Immobilie

Immobilie – Was genau ist das?

Der Begriff Immobilie kommt vom lateinischen Begriff „im mobilis“ und bedeutet „nicht beweglich / nicht verschiebbare Sache“. Erklärt man den Begriff rein rechtlich, so ist eine Immobilie ein „nicht bewegbares Gut“ bzw. eine „nicht bewegbare Sache“. Das heißt, dass eine Immobilie nicht transportiert werden kann wie ein Auto zum Beispiel.

Eine Immobilie kann sowohl ein Grundstück oder auch ein Gebäude darstellen. Wird nur ein Grundstück mit Immobilie gemeint, spricht man ebenfalls von einer Liegenschaft. Sowohl Grundstück als auch Gebäude müssen im Grundbuchamt eingetragen sein.

Unterbegriffe der Immobilie

Da man den Begriff Immobilie weiter einteilen kann, kann man sie in weitere Gruppierungen einordnen. Hierbei wären die Gewerbeimmobilie, eine Sozialimmobilie, Spezial- bzw. Sonderimmobilien oder Wohnimmobilie zu nennen.

Eine Gewerbeimmobilie wird überwiegend bis ausschließlich für gewerbliche Zwecke genutzt. Eine Sozialimmobilie stellt wie der Name schon sagt eine soziale Einrichtung dar wie zum Beispiel Krankenhäuser oder Kliniken. Bei Spezial- oder Sonderimmobilien handelt es sich um Gebäude, welche ein bestimmte Nutzung vorweisen, wie zum Beispiel ein Bahnhofsgebäude oder ein Hotel. Und zu guter letzt die Wohnimmobilie welche ausschließlich oder überwiegend zu Wohnzwecken dient.

Eigenschaften von Immobilien

Immobilien weisen typische Eigenschaften auf, welche als folgende benannt werden:

Eine Immobilie ist standortgebunden, was bedeutet, dass die Lage der Immobilie Auswirkungen auf die Nutzung und den Wert hat. Dies bezeichnet man als Immobilität.

Eine Immobilie ist aufgrund spezifischen Lage ein einzigartiges Gut. Völlig identische Objekte existieren demnach nicht. Hierbei spricht man von Heterogenität.

Betrachte man den Zeitraum von dem ersten Gedanken an die Immobilie bis zu ihrer Fertigstellung, vergehen meist mehrere Jahre.

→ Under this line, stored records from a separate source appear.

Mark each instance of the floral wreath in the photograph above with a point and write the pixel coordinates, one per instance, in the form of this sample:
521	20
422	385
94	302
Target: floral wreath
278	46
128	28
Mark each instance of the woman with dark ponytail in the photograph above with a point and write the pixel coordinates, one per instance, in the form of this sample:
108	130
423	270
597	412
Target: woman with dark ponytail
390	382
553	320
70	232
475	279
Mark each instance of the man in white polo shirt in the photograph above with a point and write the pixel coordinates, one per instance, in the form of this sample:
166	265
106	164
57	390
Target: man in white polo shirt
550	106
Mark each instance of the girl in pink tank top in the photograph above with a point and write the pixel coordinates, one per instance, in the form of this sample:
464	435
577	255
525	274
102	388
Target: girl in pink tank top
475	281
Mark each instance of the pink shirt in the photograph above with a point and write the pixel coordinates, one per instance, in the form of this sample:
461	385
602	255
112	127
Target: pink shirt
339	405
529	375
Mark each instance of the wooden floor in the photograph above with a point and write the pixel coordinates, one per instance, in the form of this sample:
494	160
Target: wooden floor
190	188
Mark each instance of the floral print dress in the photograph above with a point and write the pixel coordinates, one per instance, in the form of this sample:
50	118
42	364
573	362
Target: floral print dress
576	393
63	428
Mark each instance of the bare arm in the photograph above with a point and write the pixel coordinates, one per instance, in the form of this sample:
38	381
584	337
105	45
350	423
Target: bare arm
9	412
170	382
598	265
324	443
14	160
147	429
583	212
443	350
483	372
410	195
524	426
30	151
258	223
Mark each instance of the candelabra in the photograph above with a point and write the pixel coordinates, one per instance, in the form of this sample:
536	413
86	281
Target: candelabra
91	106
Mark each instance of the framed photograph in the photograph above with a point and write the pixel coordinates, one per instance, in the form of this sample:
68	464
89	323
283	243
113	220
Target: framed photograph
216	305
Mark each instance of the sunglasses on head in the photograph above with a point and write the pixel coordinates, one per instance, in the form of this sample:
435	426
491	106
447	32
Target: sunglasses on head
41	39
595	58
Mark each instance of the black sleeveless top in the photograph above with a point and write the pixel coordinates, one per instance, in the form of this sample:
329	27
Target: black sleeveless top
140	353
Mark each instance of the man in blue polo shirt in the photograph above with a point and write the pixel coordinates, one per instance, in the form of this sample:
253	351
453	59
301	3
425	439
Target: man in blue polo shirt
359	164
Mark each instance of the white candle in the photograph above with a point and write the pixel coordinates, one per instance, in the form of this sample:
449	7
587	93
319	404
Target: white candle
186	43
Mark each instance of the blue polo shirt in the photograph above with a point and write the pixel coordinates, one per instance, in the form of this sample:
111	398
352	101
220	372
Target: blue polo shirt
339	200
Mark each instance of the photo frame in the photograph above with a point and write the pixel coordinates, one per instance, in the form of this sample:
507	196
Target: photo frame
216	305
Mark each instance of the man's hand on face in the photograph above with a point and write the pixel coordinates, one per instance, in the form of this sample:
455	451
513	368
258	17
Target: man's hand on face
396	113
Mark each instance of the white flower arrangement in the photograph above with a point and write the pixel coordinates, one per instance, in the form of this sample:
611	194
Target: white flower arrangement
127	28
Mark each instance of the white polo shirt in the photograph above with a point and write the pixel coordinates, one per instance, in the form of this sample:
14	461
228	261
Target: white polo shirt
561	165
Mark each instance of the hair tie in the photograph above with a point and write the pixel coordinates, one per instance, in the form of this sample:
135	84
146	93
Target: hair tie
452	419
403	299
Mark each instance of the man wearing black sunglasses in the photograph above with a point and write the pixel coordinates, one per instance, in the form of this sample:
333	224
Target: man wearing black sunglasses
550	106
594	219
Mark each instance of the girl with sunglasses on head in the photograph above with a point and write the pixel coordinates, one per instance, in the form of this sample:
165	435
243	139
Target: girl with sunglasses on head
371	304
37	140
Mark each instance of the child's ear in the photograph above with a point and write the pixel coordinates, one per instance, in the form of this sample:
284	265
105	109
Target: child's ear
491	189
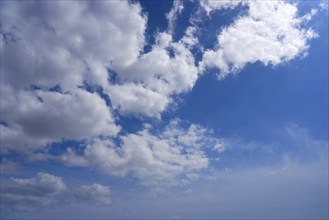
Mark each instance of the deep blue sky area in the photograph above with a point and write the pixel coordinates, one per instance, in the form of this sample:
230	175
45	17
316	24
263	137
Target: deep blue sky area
164	109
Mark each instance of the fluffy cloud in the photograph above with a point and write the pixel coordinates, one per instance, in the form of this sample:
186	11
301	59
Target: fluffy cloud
93	194
176	10
210	6
171	157
169	68
74	41
271	33
38	117
28	194
67	52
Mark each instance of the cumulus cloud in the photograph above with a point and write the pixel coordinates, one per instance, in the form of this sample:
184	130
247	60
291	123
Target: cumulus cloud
74	41
168	69
176	10
67	52
170	157
28	194
271	33
93	194
39	117
210	6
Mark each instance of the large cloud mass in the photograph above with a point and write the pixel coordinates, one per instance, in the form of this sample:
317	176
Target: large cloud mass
270	33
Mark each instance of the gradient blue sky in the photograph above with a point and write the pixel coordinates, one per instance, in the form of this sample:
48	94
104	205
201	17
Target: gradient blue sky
164	109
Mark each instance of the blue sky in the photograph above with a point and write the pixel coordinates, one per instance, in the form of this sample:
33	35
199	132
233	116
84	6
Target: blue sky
164	109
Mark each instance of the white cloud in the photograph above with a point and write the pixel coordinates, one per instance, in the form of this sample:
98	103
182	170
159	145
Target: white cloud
82	42
167	69
93	194
271	33
29	194
210	5
172	15
39	117
169	158
75	40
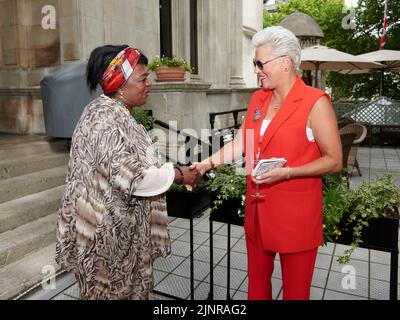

Sie hat somit eine lange Entwicklungsdauer.

Da eine Immobilie meist mit einem hohen Kapitaleinsatz verbunden ist, bezeichnet eine Immobilie ein hohes Investitionsvolumen.

Beim Errichten oder Kauf einer Immobilie entstehen hohe Transaktionskosten bzw. Kaufnebenkosten, wie zum Beispiel Grunderwerbssteuer, Notarkosten und Grundbuchkosten.

Immobilien haben im Vergleich zu anderen Nutzungsgütern lange Nutzungsdauern. Man spricht hier auch von einer langen Lebensdauer.

Nicht zuletzt gibt es für Immobilien keine Ersatzprodukte. Man kann Wohnraum bzw. gewerblich genutzte Räume nicht durch andere Wirtschaftsgüter ersetzen. Dies beschreibt eine begrenzte Substituierbarkeit.